Portofino and Rapallo
The Italian Tourist Bureaus are usually loaded with free maps along with other information and Santa Margherita Ligure was no exception. Armed with the "Vie e Sentieri del Monte di Portofino" map, we walked through the center of town and somehow managed to find the right route up the hill towards Portofino. If I am going to get us lost at all while hiking, it is usually happens trying to get out of town and on the correct trail. ex-Marine has zero map-reading skills and usually spends his time shouting at me, "I thought you said you knew the way"..when we do get lost. (as always...I ignore him.) When I do find the way, my nickname is "Danielle Boonette." I have a Garmin GPS but find it very time-consuming entering waypoints.
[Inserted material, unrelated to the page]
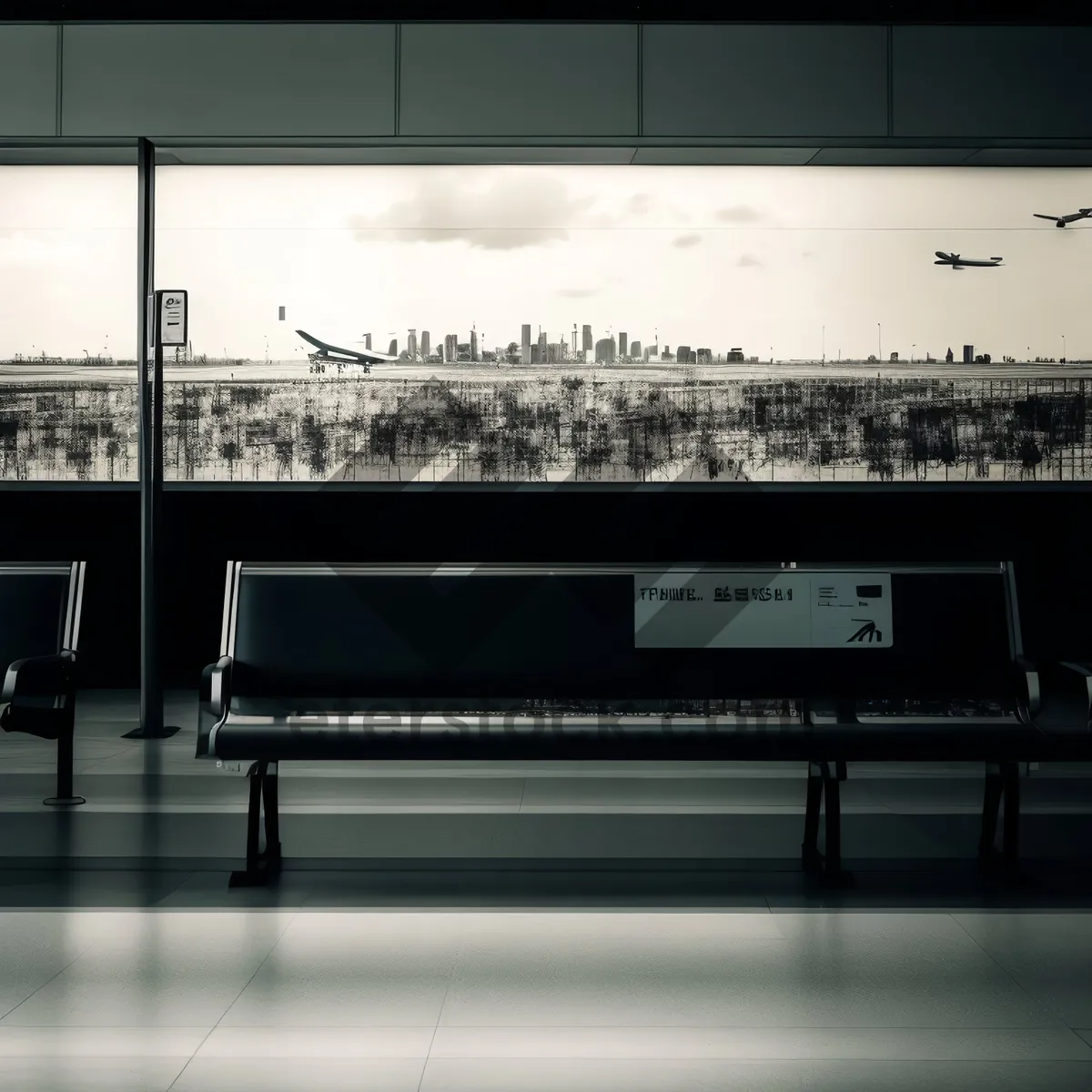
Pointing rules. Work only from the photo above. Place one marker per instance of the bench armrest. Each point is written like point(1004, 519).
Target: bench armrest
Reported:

Today was a piece of cake. Up Monte di Portofino on trails maintained by the C.A.I. Club Alpino Italiano with incredible views down to the sea and coastline and some areas resembled a botanical park.
We could have hiked down to San Fruttuoso, a small village that was once a pirate den and visit the ancient San Fruttuoso Abbey, but then would have to hike back up the hill to rejoin the trail for Portofino. There was also a steep flight of steps connecting the Abbey to the fishermen's village and the Andrea Doria tower built to defend the villagers from pirates. One alternative could have been taking the boat from Santa Margherita directly to San Fruttuoso and walking around.

From the top of Monte di Portofino, past the amazing Hotel Splendido (with equally amazing rates of about $800 U.S./night including breakfast only) and Splendido Mare (a mere $500 U.S./night including breakfast and these are the out-of-season rates), surrounded by the Villas of the "Rich and Famous" to the Port of Portofino. The small Port was loaded with its usual yachts, people sun-bathing, restaurants and shops with astronomical prices. Portofino deserves its "Rich and Famous" reputation...think Rodeo Drive, Bond Street, 5th Avenue, Oak Street, multiplied into infinity. There wasn't a thing I could afford (oh, maybe a postcard)! Portofino is equisite...
wonderful to visit and gawk....way out of our budget! But if you would like to stay there (and who wouldn't), here is the web address of the Hotel Splendido.
We took the next ferry back to Santa Margherita. The ferries travel up and down the coastline the entire day, stopping at Recco, Camogli and Rapallo.
The next day, we boated to Rapallo a highly developed resort town that is bigger than Santa Margherita and did an in-and-out hike/walk up to Santuario di Montallegro along fields filled with grape vines. Rapallo is set on a beautiful bay with a huge marina and castle. We took our time walking through the old town, a grid of cobbled streets while trying to find the path up to the Santuario. The easy way would have just been taking a small road that led to the same place, the way we came down.


(By the way, the Hotel Fiorina had wonderful croissants for breakfast. A different version, covered with powdered sugar, extremely flaky and delicious.)